Mine are still growing strong! I'm having to double cut to get rid of them and usually the next day...."theyyyyyyrrrreee baaaaccccckkkk"!


----------



## tcorbitt20 (Aug 31, 2018)

Most of mine are gone, but I've still got a few spots where they haven't changed a bit.


----------



## RayTL (Jun 4, 2018)

+1, noticed a ton today in my yard :shock:


----------



## fp_911 (Apr 10, 2017)

This is the first year in almost 5 years I've owned the home where these things are not going away. I first cut with my rotary mower and still these stupid things stay behind. So my lawn has looked awful all year because of them. Ugh!


----------



## Wfrobinette (Feb 3, 2019)

RayTL said:


> +1, noticed a ton today in my yard :shock:


Mine are back too! Not as bad as in May but they are there.

what I have learned.

They get too tall to cut with a reel mower in one pass.
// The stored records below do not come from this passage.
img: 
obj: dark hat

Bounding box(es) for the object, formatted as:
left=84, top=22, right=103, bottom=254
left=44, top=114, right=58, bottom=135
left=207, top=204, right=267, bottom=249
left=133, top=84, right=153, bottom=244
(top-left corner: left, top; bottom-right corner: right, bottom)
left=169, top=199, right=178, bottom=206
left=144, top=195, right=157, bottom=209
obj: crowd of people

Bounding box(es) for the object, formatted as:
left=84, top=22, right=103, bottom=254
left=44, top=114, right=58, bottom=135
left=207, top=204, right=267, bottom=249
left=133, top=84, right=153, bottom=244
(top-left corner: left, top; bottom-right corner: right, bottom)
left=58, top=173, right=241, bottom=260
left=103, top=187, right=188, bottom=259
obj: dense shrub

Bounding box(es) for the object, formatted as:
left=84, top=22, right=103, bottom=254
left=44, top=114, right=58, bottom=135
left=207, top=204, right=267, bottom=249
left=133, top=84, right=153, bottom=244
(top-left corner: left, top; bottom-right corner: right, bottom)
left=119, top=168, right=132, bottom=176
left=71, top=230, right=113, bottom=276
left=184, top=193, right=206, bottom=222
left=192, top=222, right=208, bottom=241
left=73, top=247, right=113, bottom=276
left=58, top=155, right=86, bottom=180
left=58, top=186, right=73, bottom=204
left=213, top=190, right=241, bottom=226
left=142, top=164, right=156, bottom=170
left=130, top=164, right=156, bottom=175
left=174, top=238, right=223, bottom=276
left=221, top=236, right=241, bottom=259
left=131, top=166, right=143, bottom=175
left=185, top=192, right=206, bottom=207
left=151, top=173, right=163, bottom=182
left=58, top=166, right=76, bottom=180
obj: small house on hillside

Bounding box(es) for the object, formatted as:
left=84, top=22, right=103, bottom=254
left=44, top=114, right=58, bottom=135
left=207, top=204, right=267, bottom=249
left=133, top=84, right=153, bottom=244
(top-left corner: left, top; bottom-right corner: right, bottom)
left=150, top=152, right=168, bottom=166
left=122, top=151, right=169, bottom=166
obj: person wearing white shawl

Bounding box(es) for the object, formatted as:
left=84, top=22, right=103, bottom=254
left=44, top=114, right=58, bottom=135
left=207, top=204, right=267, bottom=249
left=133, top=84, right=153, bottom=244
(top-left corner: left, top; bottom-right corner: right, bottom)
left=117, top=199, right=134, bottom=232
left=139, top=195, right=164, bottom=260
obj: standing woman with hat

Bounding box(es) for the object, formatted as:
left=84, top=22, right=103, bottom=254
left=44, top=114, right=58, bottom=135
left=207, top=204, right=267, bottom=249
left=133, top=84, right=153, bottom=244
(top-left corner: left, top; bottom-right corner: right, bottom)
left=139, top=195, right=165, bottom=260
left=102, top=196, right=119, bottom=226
I've tried 3 passes and not really much better.

Get the PGR going much sooner.

Get the yard leveled real nice then pull out the rotary to get them short enough to be handle by the reel.


----------



## admdam (Apr 27, 2019)

I have a Trucut and increased the speed of the blade relative to forward speed and that seems to help somewhat. But they keep on coming back no matter how well they are cut.


----------



## MrMeaner (Feb 21, 2017)

Ive been round and round with seed heads...my yard was looking perfect earlier this year with the right fertilizer and rain, I was thinking year 6 of my lawn was going to be magical. Rain stopped, heat came and here come the seed heads again.

I personally didn't see much seed head suppression from PGR but was not applying it on a regular basis like i should have been...

Reel mowers will not cut seed heads no matter how well you have a mower setup. Grass and paper cut very easily when you have a mower properly set up... Go out to your lawn and pull a seed head out of the stalk. The seed head itself pulls out easily but what's left behind is what dies and turns white and make the lawn have the hazy look. Reel mowers compound the problem by removing the seed head tops by pulling the from the stalk(not a technical term). Now you have two issues a, a dead seed head and a dead stalk..both turn white and make your beautiful bermuda look like doo-doo.

Ive found the best way when seed heads get bad is I hit them at the lowest setting on my rotary and bag.. then come back a day or two later and mow with a reel mower setup really well. Grass, Paper and dead stuff cuts easily now making the lawn look much better after a double cut. My rotary goes down to 1" and I reel at 1/2"


----------



## SwBermuda (Jun 9, 2019)

Come to West Texas and see the seed heads I've had (have) in my backyard. My reel mower is getting fixed so I've gone as low as I can go with a rotary and these suckers I swear pop up from hiding 6-8 hours after I've mowed like they have risen from the dead! Now if heat causes quick growth, I guess the basically 2 weeks straight of triple digit weather doesn't help.


----------